Guido Wolf z niemieckiej CDU domaga się ograniczenia zakresu treści poruszanych w szkołach w ramach „edukacji” seksualnej. Jak podkreśla, to rodzice powinni decydować o tym, czego i kiedy uczą się ich dzieci.
Prominentny polityk niemieckiej CDU, Guido Wolf z Badenii-Wirtembergii, zwrócił się przeciwko natarczywej edukacji seksualnej w niemieckich szkołach. Jak wskazał, w niektórych krajach związkowych do „edukowania” wykorzystuje się specjalne „seks-skrzynki” pełne erotycznych zabawek.
Wesprzyj nas już teraz!
Wolf podkreślał, że bardzo wielu Niemców jest zaniepokojonych takim rozwojem sprawy.
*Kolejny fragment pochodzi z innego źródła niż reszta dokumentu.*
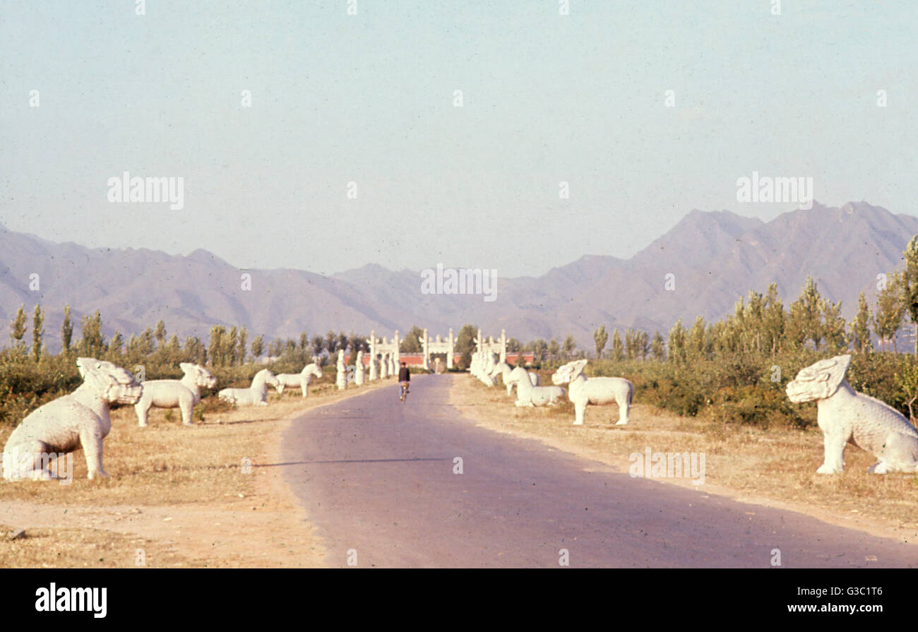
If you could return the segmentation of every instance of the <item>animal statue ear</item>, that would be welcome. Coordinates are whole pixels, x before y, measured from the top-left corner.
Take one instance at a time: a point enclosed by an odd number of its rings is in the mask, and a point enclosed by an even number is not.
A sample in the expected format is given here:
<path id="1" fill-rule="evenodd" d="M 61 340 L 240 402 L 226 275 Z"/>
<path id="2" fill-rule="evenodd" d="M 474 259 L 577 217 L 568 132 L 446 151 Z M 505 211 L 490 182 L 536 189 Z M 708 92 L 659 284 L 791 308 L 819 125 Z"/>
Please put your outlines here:
<path id="1" fill-rule="evenodd" d="M 571 379 L 574 379 L 578 375 L 580 375 L 581 373 L 583 373 L 584 367 L 586 367 L 586 366 L 587 366 L 587 360 L 586 359 L 577 360 L 577 362 L 575 362 L 574 363 L 574 371 L 571 374 Z"/>
<path id="2" fill-rule="evenodd" d="M 829 396 L 834 395 L 835 391 L 838 390 L 838 386 L 845 379 L 845 376 L 848 372 L 848 367 L 851 366 L 851 355 L 847 354 L 845 356 L 835 356 L 832 358 L 834 364 L 828 367 L 827 372 L 829 374 Z"/>
<path id="3" fill-rule="evenodd" d="M 95 357 L 78 357 L 76 358 L 76 367 L 80 371 L 80 377 L 84 378 L 91 367 L 95 367 L 99 363 Z"/>

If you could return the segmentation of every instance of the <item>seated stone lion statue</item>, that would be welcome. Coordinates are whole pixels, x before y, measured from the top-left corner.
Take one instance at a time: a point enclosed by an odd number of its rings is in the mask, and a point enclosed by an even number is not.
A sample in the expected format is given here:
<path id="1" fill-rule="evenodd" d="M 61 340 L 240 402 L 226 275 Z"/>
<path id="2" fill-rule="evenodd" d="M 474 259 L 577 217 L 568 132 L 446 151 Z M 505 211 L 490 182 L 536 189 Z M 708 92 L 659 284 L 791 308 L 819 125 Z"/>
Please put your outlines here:
<path id="1" fill-rule="evenodd" d="M 201 401 L 201 387 L 213 389 L 217 378 L 200 365 L 183 362 L 179 365 L 185 372 L 182 379 L 149 379 L 143 383 L 140 401 L 134 404 L 139 425 L 147 425 L 151 408 L 177 408 L 182 411 L 182 423 L 191 425 L 191 413 Z"/>
<path id="2" fill-rule="evenodd" d="M 824 460 L 816 470 L 836 474 L 845 469 L 845 446 L 854 444 L 879 459 L 868 471 L 918 471 L 918 430 L 896 409 L 851 388 L 845 375 L 851 356 L 820 360 L 788 384 L 794 403 L 816 401 L 823 431 Z"/>
<path id="3" fill-rule="evenodd" d="M 102 468 L 102 440 L 111 430 L 111 404 L 135 404 L 142 387 L 111 362 L 80 357 L 83 384 L 69 395 L 39 406 L 9 435 L 3 453 L 3 475 L 17 479 L 53 478 L 43 464 L 48 455 L 83 448 L 88 477 L 107 477 Z"/>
Wobec tego potrzebne jest zdecydowane ograniczenie tematów poruszanych w ramach takich zajęć „edukacyjnych”. Jak powiedział w rozmowie z dziennikiem „Bild”, „nie trzeba przy każdej okazji dyskutować publicznie o seksie”. – Jest kwestią wzajemnego poszanowania, by tak wysoce intymną sprawę jak seksualność przenieść raczej znowu w obszar prywatności – dodał.
Polityk CDU krytykował także fakt, że tematyka seksualna obecna jest coraz bardziej także w podstawówkach. Wolf podkreślał, że trzeba powrócić do rozwiązania w którym to rodzice decydują o planie nauczania takiego przedmiotu. – Oczywiście, szkoła musi „uświadamiać”, zazwyczaj wychodzi to nawet całkiem dobrze. Rodzice muszą jednak mieć prawo do współdecydowania, kiedy i jak będą chcieli rozmawiać na ten temat ze swoim dzieckiem – stwierdził.